How to you append rows from an existing dataframe to a new dataframe based on a column value?-CodePudding

I would like to do something like the following where I append a row from an existing dataframe to a new dataframe if it contains a particular value (in this case "setosa"). For the rows that don't contain "setosa," I would like to randomly sample and populate the rest of the rows until I get a 50/50 split between those rows with "setosa" and those with something that's not "setosa."

Here is my start so far.

data(iris)

dataset_new <- iris %>%
  ifelse(Species == "setosa", rbind()?, nrow()?)

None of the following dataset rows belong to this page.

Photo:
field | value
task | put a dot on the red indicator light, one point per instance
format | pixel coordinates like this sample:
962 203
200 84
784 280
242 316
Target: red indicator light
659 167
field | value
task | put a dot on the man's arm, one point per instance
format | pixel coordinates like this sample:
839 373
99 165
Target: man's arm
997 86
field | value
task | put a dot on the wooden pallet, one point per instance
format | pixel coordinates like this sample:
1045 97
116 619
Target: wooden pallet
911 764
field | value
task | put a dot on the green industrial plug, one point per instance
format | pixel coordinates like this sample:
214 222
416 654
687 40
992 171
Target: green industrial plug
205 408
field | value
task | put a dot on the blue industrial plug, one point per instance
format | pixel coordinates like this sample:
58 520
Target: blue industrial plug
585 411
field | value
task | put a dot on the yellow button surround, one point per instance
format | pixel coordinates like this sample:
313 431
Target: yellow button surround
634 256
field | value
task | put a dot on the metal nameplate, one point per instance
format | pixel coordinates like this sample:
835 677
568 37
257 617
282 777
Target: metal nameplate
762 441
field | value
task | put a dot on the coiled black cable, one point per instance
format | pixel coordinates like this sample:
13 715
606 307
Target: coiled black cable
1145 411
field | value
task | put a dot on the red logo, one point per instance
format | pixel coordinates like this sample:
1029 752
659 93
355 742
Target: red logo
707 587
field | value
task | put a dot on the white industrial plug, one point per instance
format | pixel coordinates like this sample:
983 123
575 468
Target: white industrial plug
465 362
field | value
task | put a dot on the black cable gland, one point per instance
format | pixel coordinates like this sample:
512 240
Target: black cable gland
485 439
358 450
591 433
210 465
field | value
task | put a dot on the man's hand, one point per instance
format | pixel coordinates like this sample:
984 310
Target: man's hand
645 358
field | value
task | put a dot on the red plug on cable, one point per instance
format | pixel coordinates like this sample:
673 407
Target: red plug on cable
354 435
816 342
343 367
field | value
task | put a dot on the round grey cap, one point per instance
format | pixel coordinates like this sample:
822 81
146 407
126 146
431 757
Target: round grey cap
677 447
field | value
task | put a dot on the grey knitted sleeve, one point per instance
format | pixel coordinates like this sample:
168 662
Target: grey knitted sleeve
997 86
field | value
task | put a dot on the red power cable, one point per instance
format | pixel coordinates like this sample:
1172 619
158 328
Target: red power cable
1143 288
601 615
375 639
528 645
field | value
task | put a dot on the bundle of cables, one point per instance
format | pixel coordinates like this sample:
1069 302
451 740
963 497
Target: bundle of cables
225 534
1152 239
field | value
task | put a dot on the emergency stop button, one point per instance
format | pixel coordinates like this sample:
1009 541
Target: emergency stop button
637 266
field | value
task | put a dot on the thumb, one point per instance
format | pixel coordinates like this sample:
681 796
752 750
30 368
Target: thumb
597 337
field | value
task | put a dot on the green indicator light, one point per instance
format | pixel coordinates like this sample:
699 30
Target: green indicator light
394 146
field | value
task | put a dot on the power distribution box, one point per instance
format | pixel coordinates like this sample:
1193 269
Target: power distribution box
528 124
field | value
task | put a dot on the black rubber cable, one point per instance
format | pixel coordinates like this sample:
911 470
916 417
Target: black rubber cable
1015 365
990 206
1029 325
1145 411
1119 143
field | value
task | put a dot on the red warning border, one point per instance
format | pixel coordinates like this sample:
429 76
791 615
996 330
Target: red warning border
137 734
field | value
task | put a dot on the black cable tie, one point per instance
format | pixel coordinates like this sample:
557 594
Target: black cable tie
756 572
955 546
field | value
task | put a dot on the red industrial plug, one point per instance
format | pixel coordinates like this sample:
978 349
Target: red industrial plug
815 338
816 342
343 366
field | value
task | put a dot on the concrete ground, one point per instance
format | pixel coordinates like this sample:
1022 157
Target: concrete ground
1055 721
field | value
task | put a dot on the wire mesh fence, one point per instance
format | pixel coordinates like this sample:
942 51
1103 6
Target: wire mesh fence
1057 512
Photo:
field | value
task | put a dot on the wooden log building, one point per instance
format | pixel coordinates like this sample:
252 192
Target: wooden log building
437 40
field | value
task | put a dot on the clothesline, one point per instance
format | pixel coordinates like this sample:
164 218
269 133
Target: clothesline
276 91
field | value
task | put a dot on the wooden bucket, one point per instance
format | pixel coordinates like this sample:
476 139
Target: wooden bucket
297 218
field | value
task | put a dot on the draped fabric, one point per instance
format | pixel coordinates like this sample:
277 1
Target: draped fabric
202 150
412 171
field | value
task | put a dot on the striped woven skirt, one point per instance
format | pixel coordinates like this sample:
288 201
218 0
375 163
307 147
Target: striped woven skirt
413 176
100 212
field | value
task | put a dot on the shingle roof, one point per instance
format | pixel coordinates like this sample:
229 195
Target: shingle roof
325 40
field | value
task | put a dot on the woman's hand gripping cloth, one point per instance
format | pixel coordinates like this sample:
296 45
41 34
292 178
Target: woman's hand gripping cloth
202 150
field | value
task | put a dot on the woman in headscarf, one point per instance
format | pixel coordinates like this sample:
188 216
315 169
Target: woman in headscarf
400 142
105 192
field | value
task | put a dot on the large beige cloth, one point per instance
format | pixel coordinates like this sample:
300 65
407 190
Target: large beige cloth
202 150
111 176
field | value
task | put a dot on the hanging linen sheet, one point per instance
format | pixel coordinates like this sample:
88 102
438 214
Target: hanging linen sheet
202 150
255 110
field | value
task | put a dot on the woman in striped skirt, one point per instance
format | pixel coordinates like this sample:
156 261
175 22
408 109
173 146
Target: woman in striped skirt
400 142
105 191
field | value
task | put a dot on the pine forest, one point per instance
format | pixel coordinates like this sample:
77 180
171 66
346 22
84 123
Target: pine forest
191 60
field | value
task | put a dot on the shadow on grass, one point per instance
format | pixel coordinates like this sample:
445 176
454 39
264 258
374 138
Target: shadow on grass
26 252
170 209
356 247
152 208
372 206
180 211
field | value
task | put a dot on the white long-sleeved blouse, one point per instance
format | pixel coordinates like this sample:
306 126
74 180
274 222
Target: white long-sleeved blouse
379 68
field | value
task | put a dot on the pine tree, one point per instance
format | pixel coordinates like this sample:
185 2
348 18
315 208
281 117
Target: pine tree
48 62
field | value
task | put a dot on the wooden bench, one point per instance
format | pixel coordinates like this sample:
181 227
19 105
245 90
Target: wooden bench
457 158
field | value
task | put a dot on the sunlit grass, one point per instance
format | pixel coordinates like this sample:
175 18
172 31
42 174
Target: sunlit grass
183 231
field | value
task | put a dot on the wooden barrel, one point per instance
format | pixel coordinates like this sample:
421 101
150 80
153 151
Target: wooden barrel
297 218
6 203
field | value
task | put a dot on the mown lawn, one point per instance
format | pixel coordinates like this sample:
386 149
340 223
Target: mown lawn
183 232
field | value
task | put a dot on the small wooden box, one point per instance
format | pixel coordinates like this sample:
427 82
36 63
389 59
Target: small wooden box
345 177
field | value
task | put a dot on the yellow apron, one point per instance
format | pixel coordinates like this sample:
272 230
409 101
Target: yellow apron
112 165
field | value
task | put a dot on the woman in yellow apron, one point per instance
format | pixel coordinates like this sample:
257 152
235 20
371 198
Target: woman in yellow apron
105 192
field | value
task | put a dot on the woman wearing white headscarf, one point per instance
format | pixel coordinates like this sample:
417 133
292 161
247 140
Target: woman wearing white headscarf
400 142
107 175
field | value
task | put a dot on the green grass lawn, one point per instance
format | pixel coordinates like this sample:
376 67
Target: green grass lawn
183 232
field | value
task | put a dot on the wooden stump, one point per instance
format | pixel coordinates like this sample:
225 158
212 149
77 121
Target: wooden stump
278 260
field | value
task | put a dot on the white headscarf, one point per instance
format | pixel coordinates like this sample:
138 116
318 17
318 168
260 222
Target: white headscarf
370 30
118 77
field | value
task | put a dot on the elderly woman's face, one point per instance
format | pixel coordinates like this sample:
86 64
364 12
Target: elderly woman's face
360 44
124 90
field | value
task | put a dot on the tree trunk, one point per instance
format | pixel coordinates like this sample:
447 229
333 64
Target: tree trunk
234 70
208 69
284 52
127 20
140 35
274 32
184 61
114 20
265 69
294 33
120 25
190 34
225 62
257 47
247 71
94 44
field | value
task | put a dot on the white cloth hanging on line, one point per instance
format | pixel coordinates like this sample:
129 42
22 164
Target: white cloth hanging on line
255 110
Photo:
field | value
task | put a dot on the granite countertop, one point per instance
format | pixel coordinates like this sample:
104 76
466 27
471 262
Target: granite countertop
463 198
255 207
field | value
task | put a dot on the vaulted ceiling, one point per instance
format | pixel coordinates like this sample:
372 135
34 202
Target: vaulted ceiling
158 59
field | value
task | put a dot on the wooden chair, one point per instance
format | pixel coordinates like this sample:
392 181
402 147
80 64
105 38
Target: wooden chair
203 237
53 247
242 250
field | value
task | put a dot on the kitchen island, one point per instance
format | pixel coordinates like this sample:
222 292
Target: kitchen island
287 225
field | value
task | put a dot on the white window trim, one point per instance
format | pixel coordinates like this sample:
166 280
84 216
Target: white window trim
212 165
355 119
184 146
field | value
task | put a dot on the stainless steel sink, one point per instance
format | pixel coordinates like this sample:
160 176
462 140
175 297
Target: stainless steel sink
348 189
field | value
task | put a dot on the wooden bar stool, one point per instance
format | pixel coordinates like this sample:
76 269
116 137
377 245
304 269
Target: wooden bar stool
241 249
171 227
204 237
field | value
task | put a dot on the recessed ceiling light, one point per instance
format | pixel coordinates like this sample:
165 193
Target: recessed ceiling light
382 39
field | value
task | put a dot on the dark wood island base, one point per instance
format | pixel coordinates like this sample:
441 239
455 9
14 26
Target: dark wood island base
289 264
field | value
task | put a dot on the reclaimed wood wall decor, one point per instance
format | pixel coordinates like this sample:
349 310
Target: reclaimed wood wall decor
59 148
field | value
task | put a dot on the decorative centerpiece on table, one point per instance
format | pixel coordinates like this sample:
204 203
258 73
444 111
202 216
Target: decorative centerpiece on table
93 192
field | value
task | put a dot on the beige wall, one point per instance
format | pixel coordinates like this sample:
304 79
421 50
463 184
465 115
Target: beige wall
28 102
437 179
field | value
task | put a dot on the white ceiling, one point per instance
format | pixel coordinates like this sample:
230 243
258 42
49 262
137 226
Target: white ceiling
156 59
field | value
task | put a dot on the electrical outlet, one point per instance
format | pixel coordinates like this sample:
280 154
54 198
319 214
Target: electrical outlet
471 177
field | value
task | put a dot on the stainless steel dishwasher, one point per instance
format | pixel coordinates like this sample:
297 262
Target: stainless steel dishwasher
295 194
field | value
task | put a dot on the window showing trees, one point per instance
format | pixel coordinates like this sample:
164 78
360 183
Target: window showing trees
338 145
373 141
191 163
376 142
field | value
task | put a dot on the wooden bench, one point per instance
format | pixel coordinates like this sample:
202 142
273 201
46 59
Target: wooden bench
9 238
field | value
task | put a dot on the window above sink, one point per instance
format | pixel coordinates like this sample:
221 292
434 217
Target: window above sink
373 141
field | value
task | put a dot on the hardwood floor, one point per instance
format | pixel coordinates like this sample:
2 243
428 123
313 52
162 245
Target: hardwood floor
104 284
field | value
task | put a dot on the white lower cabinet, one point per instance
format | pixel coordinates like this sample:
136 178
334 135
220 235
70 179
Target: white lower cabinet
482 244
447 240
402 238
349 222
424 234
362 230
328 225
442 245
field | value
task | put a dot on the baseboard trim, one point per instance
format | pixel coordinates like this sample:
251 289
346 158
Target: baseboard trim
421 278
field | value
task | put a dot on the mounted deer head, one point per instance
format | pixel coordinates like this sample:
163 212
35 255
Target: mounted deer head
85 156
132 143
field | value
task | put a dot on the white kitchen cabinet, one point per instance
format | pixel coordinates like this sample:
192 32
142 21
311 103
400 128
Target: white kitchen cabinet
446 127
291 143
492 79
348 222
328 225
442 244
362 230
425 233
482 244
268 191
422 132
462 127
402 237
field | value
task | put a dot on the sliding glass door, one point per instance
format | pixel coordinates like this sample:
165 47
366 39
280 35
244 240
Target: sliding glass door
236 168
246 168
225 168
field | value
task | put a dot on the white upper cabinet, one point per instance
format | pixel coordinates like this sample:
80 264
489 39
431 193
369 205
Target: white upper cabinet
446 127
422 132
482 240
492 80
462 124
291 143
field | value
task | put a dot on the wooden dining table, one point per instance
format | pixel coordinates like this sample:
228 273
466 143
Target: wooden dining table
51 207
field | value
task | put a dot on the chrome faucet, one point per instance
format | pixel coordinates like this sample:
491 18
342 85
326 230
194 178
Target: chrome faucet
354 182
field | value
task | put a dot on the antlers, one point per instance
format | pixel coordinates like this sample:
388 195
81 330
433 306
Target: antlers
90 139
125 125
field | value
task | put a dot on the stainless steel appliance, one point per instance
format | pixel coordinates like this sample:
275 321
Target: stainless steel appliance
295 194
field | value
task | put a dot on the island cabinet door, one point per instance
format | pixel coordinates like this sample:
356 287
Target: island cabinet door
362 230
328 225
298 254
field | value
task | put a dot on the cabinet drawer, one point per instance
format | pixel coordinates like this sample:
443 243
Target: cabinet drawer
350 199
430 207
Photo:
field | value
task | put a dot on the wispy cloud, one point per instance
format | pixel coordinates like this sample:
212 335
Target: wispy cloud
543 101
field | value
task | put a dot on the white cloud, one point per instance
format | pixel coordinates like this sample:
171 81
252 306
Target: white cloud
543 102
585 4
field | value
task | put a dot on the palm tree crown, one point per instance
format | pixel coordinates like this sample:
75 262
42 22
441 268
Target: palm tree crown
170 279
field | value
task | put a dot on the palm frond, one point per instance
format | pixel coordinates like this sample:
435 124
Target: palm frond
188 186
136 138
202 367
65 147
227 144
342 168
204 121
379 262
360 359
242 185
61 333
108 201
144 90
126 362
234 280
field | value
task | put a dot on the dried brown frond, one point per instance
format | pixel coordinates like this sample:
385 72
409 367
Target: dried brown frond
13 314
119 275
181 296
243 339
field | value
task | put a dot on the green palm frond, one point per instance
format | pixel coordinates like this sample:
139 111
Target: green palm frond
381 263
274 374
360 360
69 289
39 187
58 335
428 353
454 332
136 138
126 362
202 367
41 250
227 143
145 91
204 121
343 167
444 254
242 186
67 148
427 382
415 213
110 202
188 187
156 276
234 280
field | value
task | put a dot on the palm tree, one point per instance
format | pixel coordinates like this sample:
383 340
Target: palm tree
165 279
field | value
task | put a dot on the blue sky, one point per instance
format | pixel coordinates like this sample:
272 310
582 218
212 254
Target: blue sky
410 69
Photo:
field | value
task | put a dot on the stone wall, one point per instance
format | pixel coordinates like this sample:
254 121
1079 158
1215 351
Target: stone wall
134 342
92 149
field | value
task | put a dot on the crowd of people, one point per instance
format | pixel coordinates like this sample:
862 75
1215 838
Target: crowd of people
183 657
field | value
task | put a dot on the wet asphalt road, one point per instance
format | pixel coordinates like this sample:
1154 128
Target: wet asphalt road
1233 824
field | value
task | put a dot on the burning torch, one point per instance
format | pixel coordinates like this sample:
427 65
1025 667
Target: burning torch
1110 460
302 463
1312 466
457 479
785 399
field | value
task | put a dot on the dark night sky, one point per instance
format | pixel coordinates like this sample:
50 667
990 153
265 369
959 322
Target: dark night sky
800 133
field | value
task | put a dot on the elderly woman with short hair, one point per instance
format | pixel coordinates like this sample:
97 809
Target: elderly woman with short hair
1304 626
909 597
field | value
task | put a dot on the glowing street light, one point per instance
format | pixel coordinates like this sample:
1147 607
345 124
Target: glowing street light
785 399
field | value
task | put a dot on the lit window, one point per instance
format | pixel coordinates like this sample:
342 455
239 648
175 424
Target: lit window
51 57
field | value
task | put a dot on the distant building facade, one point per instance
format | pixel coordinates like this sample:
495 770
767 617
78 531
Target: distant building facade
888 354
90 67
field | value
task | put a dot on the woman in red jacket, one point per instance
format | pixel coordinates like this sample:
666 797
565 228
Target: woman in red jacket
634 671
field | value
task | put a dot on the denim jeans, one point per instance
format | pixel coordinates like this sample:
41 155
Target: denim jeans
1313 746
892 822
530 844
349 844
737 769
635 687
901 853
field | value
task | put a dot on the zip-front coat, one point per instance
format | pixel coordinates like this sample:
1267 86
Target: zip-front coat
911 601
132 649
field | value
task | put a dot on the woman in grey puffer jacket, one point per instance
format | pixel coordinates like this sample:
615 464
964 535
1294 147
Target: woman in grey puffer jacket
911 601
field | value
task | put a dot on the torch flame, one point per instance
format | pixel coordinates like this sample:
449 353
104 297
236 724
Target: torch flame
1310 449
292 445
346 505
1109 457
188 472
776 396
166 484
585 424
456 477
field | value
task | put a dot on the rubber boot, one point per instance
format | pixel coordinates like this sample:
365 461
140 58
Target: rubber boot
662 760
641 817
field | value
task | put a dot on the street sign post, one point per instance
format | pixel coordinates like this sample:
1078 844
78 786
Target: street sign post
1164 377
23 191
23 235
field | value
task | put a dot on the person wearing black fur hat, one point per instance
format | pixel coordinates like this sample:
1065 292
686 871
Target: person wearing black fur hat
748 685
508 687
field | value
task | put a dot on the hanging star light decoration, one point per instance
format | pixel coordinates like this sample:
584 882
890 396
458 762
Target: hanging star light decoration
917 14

CodePudding user response：

You can subset rows that are setosa, and sample rows from non-setosa species, with size of the number of setosa rows.

#setosa rows
seto <- iris[iris$Species == "setosa",]

#random subsample of non-setosa rows of size n("setosa") 
nonseto <- iris[sample(which(iris$Species != "setosa"), size = length(which(iris$Species == "setosa"))),]

dataset_new <- rbind(seto, nonseto)

CodePudding user response：

One liner solution with base R only:

iris[c(which(iris$Species == "setosa"), 
       sample(which(iris$Species != "setosa"),
              size = sum(iris$Species == "setosa"))), ]

Explanation: We're selecting a set of rows by concatenating with c() all row numbers which Species value equals "setosa" and a sample of rows that have Species != "setosa", with the same size as the count of rows that had Species == "setosa", without replacement (sample() function standard).

CodePudding user response：

A solution using {dplyr}:

library(dplyr)

df_setosa <- iris %>%
  filter(Species == "setosa")
  
dataset_new <- iris %>%
  filter(Species != "setosa") %>%
  slice_sample(n = nrow(df_setosa)) %>%
  bind_rows(df_setosa)

# check results
dataset_new %>%
  count(Species == "setosa")
#   Species == "setosa"  n
# 1               FALSE 50
# 2                TRUE 50